Die Mildeburg wurde vermutlich im Jahre 1151 durch König Knut V. von Dänemark mit Hilfe der Friesen erbaut. Als Mildesburg, Mildaenburgh, Mildeborgh und Mildeburg taucht ihr Name, bei den verschiedenen Chronisten verschieden geschrieben, in der Geschichte auf – wo sie gestanden, läßt sich genau nicht mehr sagen. Zuerst wird sie in dem Kriege Sven Grathes und Knuts um die dänische Krone erwähnt, in welchem Sven seinen Gegner bei Mildesburg schlug. Wahrscheinlich ist sie im Jahre 1300 bei der großen Sturmflut mit untergegangen; jedenfalls war sie ein für damalige Zeiten nicht zu unterschätzendes Befestigungswerk und insbesondere für das Dannevirke, bevor der Nordstrand und die Südermarsch vom Meer verschlungen wurden, von hervorragender Bedeutung. »Geregte Vestung Mildesborg ist noch gestanden zur Zeit König Abels (d. i. um 1250), und von dieser Stadt, oder aus der Mildstedter Marsch hinüber in Eyderstede ist ein Damm gegangen, dann Husum war etwa zu der Zeit noch ein geringes Dorff, und gieng die Heerstraße über Mildstede und Mildesborg durch die Mildstedter Marsch, und folgig über den Milderdamm in Eyderstede hinein. Wie wir dann lesen, daß König Abel sein Heer, damit er Eyderstede gedachte zu bezwingen, versammelt und gemustert habe, auff oder bey der Mildesburg und auff dem Milderdamm ist in der Flucht im Wiederkehren von den Eyderfriesen erschlagen worden ...« (so bei Dankwerth: Neue Landesbeschreibung der zwey Hertzogtümer Schleswich und Holstein – 1652 –).

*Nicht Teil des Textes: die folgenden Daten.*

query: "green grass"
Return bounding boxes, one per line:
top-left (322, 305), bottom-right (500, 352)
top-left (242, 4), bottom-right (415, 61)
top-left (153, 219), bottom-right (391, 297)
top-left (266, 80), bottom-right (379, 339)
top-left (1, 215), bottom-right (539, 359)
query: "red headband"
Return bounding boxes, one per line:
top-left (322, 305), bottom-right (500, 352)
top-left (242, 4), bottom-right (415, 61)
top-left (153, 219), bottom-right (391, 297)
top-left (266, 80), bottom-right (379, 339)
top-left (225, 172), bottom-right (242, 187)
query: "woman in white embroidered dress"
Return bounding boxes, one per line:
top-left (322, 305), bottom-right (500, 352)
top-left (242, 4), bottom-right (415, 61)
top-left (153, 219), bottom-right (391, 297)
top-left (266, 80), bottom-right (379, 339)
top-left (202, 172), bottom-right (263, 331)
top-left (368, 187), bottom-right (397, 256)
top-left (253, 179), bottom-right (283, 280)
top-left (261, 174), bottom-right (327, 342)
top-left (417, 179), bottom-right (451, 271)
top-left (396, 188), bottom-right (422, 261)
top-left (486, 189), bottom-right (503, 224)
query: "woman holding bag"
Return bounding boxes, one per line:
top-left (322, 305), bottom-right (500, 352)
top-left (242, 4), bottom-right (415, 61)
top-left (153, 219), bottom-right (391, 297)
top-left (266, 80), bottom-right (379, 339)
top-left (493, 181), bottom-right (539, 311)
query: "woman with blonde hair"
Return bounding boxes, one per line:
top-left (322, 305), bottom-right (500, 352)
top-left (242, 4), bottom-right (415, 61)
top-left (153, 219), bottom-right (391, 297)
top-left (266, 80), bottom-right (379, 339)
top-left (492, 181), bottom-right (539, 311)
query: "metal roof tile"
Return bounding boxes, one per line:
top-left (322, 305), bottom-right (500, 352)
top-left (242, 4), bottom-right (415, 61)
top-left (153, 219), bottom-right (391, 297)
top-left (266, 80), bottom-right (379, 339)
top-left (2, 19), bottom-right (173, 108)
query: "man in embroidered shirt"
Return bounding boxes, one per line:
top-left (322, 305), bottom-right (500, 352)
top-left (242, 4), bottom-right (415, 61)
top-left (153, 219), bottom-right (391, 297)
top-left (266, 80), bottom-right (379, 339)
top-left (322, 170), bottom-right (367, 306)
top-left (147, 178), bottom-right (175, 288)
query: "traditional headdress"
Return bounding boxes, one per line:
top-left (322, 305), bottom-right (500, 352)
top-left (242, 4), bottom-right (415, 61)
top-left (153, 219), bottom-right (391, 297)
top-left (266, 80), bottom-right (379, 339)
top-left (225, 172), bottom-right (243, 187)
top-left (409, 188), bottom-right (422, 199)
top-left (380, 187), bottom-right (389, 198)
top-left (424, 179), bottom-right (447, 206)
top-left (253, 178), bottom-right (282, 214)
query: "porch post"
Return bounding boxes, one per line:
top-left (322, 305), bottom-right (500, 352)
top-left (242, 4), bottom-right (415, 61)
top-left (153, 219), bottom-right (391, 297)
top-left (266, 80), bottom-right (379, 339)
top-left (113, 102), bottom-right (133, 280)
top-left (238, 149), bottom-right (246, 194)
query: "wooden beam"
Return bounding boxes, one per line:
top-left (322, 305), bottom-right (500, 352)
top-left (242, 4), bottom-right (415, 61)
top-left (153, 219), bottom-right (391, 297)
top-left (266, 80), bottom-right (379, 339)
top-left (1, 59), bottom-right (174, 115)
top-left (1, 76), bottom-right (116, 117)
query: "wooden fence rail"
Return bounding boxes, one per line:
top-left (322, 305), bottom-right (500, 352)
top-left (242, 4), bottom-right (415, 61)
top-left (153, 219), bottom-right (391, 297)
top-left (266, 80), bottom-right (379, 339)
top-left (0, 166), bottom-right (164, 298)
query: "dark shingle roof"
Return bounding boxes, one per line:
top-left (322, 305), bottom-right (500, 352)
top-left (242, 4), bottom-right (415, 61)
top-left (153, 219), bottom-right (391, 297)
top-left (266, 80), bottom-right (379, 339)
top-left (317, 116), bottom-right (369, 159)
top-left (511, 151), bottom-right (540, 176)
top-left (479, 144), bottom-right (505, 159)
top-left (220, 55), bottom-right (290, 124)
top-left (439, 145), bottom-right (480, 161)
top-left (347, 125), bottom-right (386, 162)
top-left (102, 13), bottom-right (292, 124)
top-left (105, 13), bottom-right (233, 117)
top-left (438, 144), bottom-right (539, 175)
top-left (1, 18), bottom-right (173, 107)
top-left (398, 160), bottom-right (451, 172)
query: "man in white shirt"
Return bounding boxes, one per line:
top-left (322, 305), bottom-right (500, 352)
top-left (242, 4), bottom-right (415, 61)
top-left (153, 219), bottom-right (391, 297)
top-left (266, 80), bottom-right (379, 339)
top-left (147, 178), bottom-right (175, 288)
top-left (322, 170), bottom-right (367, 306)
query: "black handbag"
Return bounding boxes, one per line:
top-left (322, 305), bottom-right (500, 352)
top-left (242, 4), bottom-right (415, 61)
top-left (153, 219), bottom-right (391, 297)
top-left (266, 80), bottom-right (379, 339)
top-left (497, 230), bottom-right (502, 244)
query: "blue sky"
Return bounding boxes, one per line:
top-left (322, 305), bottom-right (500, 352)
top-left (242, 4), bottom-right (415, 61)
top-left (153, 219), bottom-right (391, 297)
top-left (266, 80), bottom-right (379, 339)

Über die Entstehung der Thyraburg ist ein abschließendes Urteil noch nicht abzugeben. Östlich, nach anderer Meinung westlich von ihr lag der ehemalige Dannewerker See in der Wiesenniederung, die heute im Volksmunde den Namen Lohsiek führt. Als ihre Erbauerin wird Königin Thyra Danebod (Dänentrost) genannt, die Gemahlin Gorms des Alten; es scheint aber, als ob sie einen weit älteren Ursprung hat und von der Genannten nur neu aufgeführt worden ist. Erst im sechzehnten Jahrhundert taucht der Name Thyraborg auf. Aber schon in der Lohheideschlacht (1261) bot sie einen starken Stützpunkt für das Dannewerk, und noch heutigen Tages ist die jetzt bewaldete Festungsanlage mit ihrem rechteckigen Burgplatz zu erkennen.

Weit wichtiger als die Mildeburg und die Thyraburg, weil sie die Schutzwehr des mächtigen Sliasvik (Schleswig) und seines Hafens war, ist die noch jetzt in ihrer Uranlage bestehende Oldenburg.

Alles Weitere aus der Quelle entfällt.